Montag lo apremia: —¿Y después?
—Bueno, me sucedió la vida —El jefe
cierra los ojos para recordar—. La vida. Lo de costumbre. Lo mismo. El amor que
no marcha del todo, el sueño que se vuelve agrio, el sexo que se hace pedazos,
las muertes demasiado rápidas de amigos que no lo merecen, el asesinato de uno,
la locura de otro, la lenta muerte de una madre, el suicidio brusco de un
padre... una estampida de elefantes enfurecidos, un ataque total de la
enfermedad. Y por ninguna parte, ninguna, el libro justo en el momento justo
para rellenar la grieta de la presa que se viene abajo y contener la inundación,
o recibir una metáfora, perder o encontrar un símil. Hacia el final de los
treinta años, al borde ya de los treinta y uno, recogí mis pedazos, cada hueso
roto, cada centímetro de carne escoriada, magullada o herida. Me miré en el
espejo y perdido bajo el asustado rostro de un joven vi un viejo, vi odio por
todo, por cualquier cosa, nombra la que sea y la maldeciré, y abrí las páginas
de los magníficos libros de mi biblioteca y ¿qué encontré? ¿Qué, qué?
Montag se aventura: —¿Páginas vacías?
—¡Premio! ¡Sí, en blanco! Bah, estaban
las palabras, de acuerdo, pero me resbalaban por los ojos como aceite caliente,
sin ningún significado.
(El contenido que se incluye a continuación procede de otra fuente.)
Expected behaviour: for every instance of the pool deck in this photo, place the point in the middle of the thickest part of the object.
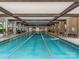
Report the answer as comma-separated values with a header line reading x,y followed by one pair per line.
x,y
73,40
70,39
9,36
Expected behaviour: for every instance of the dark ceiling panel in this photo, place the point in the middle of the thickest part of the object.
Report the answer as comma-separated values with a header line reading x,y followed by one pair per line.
x,y
38,0
40,15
Sin ofrecer ayuda, ni consuelo, ni paz, ni abrigo, ni
amor verdadero, ni cama ni luz.
Montag recuerda: —Hace treinta años...
Las quemas finales de bibliotecas...
—Acertado —Beatty asiente—. Y como no
tenía trabajo, y era un romántico fracasado, o lo que fuese, me presenté para
la primera clase de bomberos. Primero en subir los escalones, primero en entrar
en la biblioteca, primero en ese horno, el corazón ardiente de sus compatriotas
siempre en llamas, ¡rocíenme con kerosene, pásenme la antorcha!
»Fin de la conferencia. Por esa
puerta, Montag. ¡Largo!
Montag se va, con más curiosidad que
nunca por los libros, ya en camino de ser un proscrito, cerca ya de que lo
persiga y casi destruya el Sabueso Mecánico, mi clon robótico de la gran bestia
de los Baskerville creada por Conan Doyle.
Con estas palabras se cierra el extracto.